L'équipe a suivi le petit corps – surnommé 2002 XV93 — en utilisant un réseau de télescopes au Japon. Le 10 janvier 2024, des télescopes situés à trois endroits l'ont enregistré en train de se déplacer devant une étoile lointaine. Pour d’autres corps du système solaire, les détails de ces minuscules éclipses, appelées occultations, ont révélé la présence d’atmosphères – et même d’anneaux.
Si 2002 XV93 étaient nues, l'étoile aurait semblé clignoter et réapparaître brusquement. Mais Arimatsu et ses collègues ont vu la lumière de l'étoile s'estomper et se rétablir progressivement en environ 1,5 seconde. Cette atténuation douce s'explique mieux par la lumière des étoiles qui traverse et est réfractée par une atmosphère ténue, avec une pression d'environ un dix millionième de celle de la Terre, dit Arimatsu.
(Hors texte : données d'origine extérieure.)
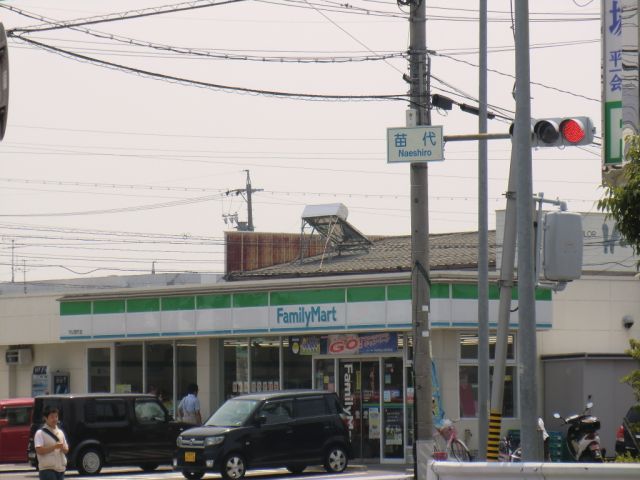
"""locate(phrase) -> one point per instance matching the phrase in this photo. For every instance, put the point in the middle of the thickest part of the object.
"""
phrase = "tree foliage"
(622, 199)
(633, 379)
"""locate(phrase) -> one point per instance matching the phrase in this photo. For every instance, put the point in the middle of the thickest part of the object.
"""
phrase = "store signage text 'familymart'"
(306, 315)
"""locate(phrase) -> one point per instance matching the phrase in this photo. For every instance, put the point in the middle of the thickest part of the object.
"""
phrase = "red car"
(15, 423)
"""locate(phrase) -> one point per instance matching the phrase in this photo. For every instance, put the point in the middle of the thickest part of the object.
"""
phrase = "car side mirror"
(261, 419)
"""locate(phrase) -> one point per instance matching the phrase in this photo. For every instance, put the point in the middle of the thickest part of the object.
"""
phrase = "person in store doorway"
(189, 406)
(51, 447)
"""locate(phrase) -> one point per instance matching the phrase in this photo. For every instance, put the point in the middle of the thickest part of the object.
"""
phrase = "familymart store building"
(350, 334)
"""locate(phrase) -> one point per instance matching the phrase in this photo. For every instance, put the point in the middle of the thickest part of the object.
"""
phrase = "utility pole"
(13, 259)
(483, 246)
(418, 115)
(242, 226)
(526, 280)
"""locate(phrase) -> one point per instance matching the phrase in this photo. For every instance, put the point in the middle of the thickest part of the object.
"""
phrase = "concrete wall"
(537, 471)
(15, 380)
(587, 317)
(569, 382)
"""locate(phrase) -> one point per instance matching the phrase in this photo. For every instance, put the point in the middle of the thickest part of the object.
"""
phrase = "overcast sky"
(83, 140)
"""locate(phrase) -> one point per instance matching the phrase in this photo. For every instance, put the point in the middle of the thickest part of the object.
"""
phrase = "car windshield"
(232, 413)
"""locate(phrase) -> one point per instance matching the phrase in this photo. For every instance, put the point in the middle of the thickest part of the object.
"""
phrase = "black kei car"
(291, 429)
(111, 429)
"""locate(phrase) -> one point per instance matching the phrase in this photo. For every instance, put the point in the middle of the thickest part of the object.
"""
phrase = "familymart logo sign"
(307, 316)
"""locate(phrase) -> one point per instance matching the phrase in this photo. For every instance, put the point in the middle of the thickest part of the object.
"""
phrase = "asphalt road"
(354, 472)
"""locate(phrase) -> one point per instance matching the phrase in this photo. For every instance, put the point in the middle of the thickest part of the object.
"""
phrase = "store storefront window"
(468, 376)
(99, 365)
(325, 375)
(128, 368)
(159, 372)
(265, 364)
(186, 371)
(393, 407)
(297, 364)
(236, 367)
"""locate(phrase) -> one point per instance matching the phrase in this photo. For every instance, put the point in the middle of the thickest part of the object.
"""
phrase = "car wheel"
(296, 469)
(233, 467)
(90, 461)
(335, 460)
(192, 475)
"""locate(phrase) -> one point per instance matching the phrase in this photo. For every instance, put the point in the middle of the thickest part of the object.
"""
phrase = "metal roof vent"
(330, 221)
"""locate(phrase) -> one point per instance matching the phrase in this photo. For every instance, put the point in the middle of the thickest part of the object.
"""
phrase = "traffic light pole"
(526, 280)
(419, 95)
(483, 245)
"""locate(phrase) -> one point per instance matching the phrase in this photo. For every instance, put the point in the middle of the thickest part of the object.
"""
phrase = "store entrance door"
(359, 391)
(371, 392)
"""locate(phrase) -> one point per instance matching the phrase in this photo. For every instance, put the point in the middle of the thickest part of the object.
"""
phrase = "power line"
(115, 17)
(201, 84)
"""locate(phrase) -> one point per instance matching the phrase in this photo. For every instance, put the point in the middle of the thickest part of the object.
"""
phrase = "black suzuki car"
(291, 429)
(111, 429)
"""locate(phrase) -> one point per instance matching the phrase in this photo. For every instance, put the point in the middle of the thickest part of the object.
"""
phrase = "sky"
(108, 172)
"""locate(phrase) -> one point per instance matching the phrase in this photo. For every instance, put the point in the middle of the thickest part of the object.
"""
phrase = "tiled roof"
(448, 251)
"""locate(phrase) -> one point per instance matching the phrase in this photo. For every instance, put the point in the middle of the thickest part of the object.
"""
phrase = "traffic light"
(561, 132)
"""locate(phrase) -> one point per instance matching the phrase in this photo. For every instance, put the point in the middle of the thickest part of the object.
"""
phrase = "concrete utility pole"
(483, 246)
(526, 280)
(504, 312)
(419, 94)
(248, 226)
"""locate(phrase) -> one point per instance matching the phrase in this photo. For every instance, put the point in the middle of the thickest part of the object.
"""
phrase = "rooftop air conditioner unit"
(18, 356)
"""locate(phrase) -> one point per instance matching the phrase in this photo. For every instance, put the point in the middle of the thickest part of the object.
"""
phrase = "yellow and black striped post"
(493, 441)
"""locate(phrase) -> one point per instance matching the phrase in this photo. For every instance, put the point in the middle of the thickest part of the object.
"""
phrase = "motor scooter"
(510, 450)
(583, 441)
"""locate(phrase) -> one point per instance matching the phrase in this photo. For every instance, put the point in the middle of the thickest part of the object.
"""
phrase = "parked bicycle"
(446, 440)
(511, 451)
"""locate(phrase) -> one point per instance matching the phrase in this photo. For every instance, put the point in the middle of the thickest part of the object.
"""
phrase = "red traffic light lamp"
(561, 132)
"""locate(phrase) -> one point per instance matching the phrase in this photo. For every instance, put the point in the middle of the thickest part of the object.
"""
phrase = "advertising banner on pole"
(620, 77)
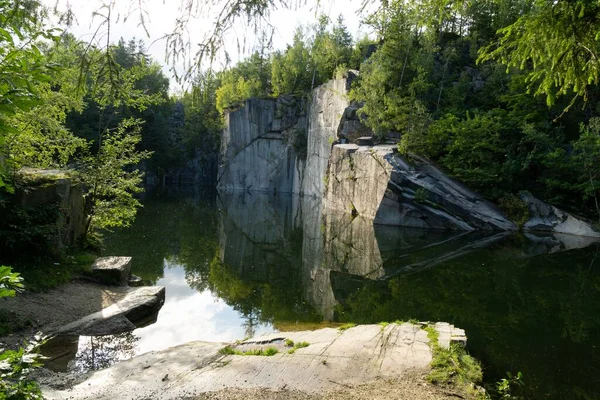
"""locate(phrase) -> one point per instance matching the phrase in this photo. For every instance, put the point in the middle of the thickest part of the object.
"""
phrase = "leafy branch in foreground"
(16, 365)
(112, 177)
(557, 43)
(10, 282)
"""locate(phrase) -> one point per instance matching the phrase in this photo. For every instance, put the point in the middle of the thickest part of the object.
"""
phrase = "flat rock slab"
(332, 360)
(119, 317)
(112, 270)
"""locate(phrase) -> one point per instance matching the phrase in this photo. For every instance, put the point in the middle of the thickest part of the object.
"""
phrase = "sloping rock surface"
(260, 146)
(547, 218)
(375, 182)
(120, 317)
(332, 358)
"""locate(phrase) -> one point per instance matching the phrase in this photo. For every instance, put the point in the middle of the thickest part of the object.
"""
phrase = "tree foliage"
(557, 44)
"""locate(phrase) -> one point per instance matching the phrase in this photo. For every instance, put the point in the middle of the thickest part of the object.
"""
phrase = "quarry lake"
(239, 264)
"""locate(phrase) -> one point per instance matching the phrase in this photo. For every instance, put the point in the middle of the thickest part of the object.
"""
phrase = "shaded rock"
(121, 316)
(549, 243)
(365, 141)
(377, 183)
(329, 102)
(547, 218)
(48, 187)
(112, 270)
(448, 334)
(263, 146)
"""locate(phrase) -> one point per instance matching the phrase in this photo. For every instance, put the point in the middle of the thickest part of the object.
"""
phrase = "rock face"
(357, 355)
(121, 317)
(375, 182)
(271, 145)
(547, 218)
(55, 189)
(275, 146)
(263, 146)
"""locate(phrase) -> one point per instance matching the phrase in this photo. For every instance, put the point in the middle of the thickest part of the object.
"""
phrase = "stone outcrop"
(280, 146)
(123, 316)
(547, 218)
(329, 104)
(112, 270)
(333, 358)
(58, 189)
(375, 182)
(263, 146)
(326, 152)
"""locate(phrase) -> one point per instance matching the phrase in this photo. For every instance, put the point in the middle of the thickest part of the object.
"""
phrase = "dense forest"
(502, 94)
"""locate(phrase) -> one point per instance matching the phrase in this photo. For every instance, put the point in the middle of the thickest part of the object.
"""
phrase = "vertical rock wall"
(262, 146)
(329, 101)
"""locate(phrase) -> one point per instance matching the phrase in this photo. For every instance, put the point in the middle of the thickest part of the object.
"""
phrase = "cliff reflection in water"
(237, 264)
(529, 303)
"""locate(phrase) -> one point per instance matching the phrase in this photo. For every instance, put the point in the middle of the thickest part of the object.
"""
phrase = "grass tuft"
(452, 366)
(269, 351)
(297, 346)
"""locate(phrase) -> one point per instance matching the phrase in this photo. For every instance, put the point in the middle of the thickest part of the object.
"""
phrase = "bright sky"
(162, 15)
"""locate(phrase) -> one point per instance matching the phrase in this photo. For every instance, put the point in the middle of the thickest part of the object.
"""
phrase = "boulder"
(333, 359)
(122, 316)
(112, 270)
(547, 218)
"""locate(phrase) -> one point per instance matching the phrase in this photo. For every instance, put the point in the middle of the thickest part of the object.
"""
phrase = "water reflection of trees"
(539, 315)
(98, 352)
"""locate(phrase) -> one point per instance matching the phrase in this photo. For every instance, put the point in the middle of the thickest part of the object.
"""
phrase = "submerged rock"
(376, 182)
(112, 270)
(547, 218)
(120, 317)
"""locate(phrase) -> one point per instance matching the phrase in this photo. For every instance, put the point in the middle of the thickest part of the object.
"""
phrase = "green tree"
(557, 43)
(291, 69)
(587, 159)
(16, 365)
(112, 178)
(23, 66)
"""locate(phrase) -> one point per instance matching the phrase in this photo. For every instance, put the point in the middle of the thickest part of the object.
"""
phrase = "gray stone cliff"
(323, 150)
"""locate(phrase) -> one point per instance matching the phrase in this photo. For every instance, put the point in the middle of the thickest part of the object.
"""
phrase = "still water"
(237, 265)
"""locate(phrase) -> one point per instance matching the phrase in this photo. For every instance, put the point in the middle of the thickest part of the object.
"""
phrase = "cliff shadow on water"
(529, 302)
(239, 263)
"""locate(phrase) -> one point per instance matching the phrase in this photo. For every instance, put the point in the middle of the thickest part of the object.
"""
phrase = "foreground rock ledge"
(120, 317)
(333, 359)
«J'ai été vraiment surpris», dit-il. L’objet mesure environ 470 kilomètres de large, à peu près aussi large que la longueur du Grand Canyon – si petit que sa gravité devrait être trop faible pour retenir le gaz pendant longtemps. L'atmosphère devrait se dissiper d'ici des milliers d'années, à moins que quelque chose ne la réapprovisionne, estiment les chercheurs.
Le gaz aurait pu être libéré récemment, peut-être par l’impact d’un corps glacé comme une comète, et les astronomes ont justement regardé au bon moment. Ou encore, le corps peut libérer régulièrement des gaz à travers les volcans glacés.
Une occultation ne peut pas exclure complètement d'autres explications, comme la poussière, note Arimatsu. Les observations n’ont pas non plus permis de déterminer de quoi est composée l’atmosphère ni à quelle hauteur elle s’étend au-dessus de la surface du corps.
« Les observations futures seront importantes », déclare Arimatsu. Si l’atmosphère s’estompe au cours des prochaines années, cela pourrait signifier qu’elle a été transitoire et déclenchée par un impact. Si elle persiste, ou varie selon les saisons, cela favorise le scénario volcan.